Gemäß § 41 Abs. 1 EnWG muss die Mitteilung über Energiepreiserhöhungen auch einige inhaltliche Kriterien erfüllen. Diese lassen sich folgendermaßen zusammenfassen:

a) Unverständliche oder vorsätzlich vage Formulierungen sind im Schreiben nicht erlaubt.

b) Anbieter müssen genau angeben, weshalb der Energiepreis angehoben wurde (zum Beispiel wegen der gestiegenen Stromsteuer).


c) Aufklärung: Steigen nur die Energiepreise oder sind davon noch andere Vertragspunkte betroffen?


d) Hinweis auf das Sonderkündigungsrecht: Kund*innen müssen unabhängig vom Grund der Preiserhöhung auf Ihr Sonderkündigungsrecht hingewiesen werden.

Grundsätzlich steht Ihnen bei jeder Vertragsänderung Ihres Energieanbieters, also auch bei Strom- und Gaspreiserhöhungen, ein Sonderkündigungsrecht zu (§ 5 Abs. 3 StromGVV/GasGVV beziehungsweise § 41 Abs. 5 EnWG).
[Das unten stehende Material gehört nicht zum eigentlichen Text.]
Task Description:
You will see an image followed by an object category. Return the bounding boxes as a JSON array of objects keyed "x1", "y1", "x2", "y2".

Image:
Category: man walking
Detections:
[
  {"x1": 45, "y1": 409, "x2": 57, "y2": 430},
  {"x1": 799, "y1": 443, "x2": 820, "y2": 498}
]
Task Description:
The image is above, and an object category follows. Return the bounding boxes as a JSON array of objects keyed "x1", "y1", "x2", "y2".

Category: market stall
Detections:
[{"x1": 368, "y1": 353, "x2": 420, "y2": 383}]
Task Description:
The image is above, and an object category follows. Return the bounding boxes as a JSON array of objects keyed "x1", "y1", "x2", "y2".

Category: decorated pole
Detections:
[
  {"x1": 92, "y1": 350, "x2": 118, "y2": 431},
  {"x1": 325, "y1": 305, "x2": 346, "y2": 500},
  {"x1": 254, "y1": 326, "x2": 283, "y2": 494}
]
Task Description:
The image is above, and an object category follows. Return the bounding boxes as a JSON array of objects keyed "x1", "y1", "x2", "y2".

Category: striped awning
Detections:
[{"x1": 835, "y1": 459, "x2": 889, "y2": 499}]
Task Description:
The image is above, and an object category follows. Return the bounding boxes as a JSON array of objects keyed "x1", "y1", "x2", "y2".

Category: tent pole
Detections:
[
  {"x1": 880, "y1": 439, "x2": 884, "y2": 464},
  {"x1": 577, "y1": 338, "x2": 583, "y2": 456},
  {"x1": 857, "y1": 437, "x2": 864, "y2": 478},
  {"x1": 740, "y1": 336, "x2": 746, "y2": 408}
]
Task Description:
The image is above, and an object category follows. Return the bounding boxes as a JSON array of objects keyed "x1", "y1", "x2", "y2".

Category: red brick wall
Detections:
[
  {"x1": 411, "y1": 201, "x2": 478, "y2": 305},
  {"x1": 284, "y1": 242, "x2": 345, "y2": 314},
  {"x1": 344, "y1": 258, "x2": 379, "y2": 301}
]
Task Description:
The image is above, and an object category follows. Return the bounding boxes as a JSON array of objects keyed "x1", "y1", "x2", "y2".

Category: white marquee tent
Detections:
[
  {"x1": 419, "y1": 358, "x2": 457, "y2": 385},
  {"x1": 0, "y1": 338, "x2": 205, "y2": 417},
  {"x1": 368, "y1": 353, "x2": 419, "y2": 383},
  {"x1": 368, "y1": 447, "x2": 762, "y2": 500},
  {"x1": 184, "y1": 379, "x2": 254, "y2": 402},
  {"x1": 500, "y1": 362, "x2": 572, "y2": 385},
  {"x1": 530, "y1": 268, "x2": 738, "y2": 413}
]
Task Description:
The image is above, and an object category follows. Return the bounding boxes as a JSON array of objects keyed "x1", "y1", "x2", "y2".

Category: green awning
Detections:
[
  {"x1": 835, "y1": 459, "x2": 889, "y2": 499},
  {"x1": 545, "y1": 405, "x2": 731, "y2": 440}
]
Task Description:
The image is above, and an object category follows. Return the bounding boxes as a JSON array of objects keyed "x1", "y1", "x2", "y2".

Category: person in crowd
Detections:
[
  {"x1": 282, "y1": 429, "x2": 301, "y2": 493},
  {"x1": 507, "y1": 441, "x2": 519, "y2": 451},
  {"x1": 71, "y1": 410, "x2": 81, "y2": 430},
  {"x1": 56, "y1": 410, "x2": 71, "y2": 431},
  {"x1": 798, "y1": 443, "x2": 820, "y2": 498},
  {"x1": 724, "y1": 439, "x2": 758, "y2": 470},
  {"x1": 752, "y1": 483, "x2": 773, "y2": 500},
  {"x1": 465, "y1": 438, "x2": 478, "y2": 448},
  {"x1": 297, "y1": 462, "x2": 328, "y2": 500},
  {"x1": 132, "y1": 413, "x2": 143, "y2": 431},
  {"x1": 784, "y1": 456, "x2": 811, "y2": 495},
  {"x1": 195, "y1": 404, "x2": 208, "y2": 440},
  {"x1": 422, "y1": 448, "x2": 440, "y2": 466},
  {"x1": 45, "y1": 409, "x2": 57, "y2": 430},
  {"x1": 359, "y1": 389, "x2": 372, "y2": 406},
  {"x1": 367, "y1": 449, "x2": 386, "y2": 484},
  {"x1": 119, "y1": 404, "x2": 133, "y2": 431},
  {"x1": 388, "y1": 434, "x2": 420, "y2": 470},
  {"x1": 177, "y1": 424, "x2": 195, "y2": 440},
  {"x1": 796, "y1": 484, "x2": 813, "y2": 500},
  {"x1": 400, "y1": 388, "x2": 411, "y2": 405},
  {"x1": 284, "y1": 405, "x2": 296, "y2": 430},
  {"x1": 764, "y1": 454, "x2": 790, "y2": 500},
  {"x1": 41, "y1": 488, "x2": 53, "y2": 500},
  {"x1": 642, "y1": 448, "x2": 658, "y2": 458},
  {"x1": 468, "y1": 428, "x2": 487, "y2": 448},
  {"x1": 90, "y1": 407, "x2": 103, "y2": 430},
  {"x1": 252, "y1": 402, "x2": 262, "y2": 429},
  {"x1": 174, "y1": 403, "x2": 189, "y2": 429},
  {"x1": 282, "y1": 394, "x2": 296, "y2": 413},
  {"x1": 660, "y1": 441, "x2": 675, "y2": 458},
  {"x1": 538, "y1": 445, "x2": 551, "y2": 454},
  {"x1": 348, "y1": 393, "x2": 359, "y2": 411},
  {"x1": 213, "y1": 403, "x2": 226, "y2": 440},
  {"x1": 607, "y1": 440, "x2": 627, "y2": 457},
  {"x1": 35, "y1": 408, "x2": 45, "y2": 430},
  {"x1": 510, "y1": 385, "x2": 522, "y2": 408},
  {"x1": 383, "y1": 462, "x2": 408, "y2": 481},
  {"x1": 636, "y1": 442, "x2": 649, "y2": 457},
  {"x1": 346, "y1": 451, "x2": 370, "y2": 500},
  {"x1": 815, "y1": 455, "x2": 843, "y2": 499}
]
Das bedeutet, Sie können Ihren Vertrag fristlos zum Zeitpunkt der eintretenden Preiserhöhung kündigen und danach sofort zu einem anderen Anbieter wechseln. Ihr alter Anbieter darf hierfür kein gesondertes Entgelt von Ihnen verlangen.

Wichtig ist, dass Sie in den meisten Fällen nur 14 Tage Zeit haben, um von Ihrem Sonderkündigungsrecht Gebrauch zu machen. Sobald Sie also von einer Preisänderung erfahren, sollten Sie schnellstmöglich tätig werden und Ihren Vertrag selbst kündigen.

Eine Ausnahme beim Sonderkündigungsrecht bildet die sogenannte „separierte Preisanpassungsklausel“, die sich manchmal in den AGB von Energielieferverträgen findet. Eine solche Klausel wird für den Fall vereinbart, dass einzelne Preisbestandteile teurer werden, auf die der Energieanbieter gar keinen Einfluss hat (zum Beispiel Steuern, Umlagen oder Abgaben). Derartige Posten dürfen gesondert angepasst und eins zu eins an den Endverbraucher übertragen werden.

Kann sich Ihr Anbieter bei Preiserhöhungen darauf berufen, haben Sie in der Regel kein Sonderkündigungsrecht. Doch auch eine separierte Preisanpassungsklausel kann unwirksam sein und sollte im Zweifelsfall immer anwaltlich geprüft werden, da die Materie hochkomplex ist!